Entre passé assumé et futur à bâtir
Au-delà des discours, une dynamique se dessine : créer un réseau panafricain d’instituts travaillant sur les chefferies. Des ateliers pratiques ont jeté les bases d’une charte qui encouragera l’échange de savoir-faire, la mobilité estudiantine et la mutualisation des ressources audiovisuelles.
Les organisateurs misent aussi sur le numérique. Une exposition virtuelle racontera bientôt la rencontre entre Pierre Savorgnan de Brazza et le roi Makoko Iloo Ier sous forme de stories Instagram et de filtres en réalité augmentée, pensée pour capter l’attention des lycéens.
Dans les couloirs, on croisait des étudiants de l’université Marien-Ngouabi venus chercher des stages, mais aussi des youtubeurs culturels à l’affût de contenus viraux. La symbiose entre académiques et créateurs de contenu démontre l’appétit des jeunes Congolais pour des narrations renouvelées.
Le colloque s’est clos par une motion recommandant la tenue d’un festival annuel « Route de l’histoire » alternant Brazzaville, Oyo et Pointe-Noire. L’idée est d’impliquer l’ensemble du pays et d’attirer un tourisme mémoriel en plein essor sur le continent.

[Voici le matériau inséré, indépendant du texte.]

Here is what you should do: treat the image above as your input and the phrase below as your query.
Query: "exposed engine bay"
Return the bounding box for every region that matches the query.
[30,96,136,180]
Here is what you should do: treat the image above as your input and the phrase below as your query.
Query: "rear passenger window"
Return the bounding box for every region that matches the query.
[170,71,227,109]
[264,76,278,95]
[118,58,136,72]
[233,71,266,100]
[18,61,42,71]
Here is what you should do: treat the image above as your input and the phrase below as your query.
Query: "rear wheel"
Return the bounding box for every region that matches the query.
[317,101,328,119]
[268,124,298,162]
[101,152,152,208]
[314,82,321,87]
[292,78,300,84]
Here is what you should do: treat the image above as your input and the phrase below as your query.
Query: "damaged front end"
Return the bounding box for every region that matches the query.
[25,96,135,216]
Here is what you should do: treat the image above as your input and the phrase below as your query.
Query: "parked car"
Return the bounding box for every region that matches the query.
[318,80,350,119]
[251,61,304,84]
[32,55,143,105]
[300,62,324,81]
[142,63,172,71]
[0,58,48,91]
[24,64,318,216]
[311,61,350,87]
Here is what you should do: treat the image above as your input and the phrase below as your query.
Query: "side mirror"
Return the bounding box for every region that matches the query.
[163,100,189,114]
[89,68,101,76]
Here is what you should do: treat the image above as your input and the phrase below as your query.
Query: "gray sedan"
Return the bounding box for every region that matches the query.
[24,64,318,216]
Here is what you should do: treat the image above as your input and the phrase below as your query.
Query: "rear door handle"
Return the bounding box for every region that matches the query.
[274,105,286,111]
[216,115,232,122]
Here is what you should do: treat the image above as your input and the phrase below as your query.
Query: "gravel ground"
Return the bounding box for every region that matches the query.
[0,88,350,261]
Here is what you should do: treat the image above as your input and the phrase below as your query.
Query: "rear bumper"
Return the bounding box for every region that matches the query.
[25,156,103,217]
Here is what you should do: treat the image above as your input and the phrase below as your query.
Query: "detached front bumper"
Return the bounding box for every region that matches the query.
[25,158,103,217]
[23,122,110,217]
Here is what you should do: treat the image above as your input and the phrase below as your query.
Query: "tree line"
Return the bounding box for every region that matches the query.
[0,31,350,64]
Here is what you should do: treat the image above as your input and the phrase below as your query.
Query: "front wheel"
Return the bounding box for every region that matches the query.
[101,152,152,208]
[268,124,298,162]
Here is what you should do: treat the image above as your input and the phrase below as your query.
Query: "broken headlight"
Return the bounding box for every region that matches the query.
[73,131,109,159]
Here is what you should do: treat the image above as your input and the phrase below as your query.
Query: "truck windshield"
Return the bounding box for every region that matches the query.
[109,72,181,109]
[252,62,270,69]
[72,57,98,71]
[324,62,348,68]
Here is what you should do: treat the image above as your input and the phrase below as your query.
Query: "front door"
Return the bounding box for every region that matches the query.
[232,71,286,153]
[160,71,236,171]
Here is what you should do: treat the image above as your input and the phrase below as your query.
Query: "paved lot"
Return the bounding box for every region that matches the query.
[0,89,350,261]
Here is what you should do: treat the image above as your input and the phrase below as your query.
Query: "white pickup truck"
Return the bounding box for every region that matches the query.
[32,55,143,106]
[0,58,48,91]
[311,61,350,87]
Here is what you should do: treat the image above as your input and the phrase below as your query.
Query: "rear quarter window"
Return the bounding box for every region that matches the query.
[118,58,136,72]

Alors que les derniers tambours se taisaient, beaucoup repartaient avec la conviction que la mémoire, loin d’être poussiéreuse, peut se faire moteur de développement. À 145 ans, le Traité Brazza-Makoko continue d’ouvrir des routes inattendues, entre science, culture et vivre-ensemble.
Des débats académiques passionnés
Les échanges les plus vifs ont porté sur la traduction des récits oraux en langues européennes. Certains universitaires craignent une perte de nuance, d’autres y voient un élargissement du public. Finalement, la salle a applaudi l’idée d’éditions bilingues vernaculaires-français.
Sur la question de la cartographie historique, le géographe camerounais Nadège Essomba a présenté des cartes interactives superposant frontières coloniales, espaces coutumiers et bassins commerciaux actuels. Le dispositif a étonné le public, révélant la vitalité transfrontalière des peuples teke et mbochi.
Brazzaville, carrefour de dialogues
Au Café des Archives, installé pour l’occasion sous un chapiteau, les participants ont prolongé les débats jusque tard. Autour d’un ngôkî fumant, étudiants et chefs royaux ont échangé de simples numéros WhatsApp, promesse de collaborations futures et de visites croisées.
À la sortie, une lycéenne de Talangaï a confié vouloir « raconter l’histoire de Makoko sur TikTok ». Ce témoignage illustre la bascule générationnelle : la mémoire n’est plus cantonnée aux livres mais s’invite dans les feeds, multipliant les vecteurs de transmission.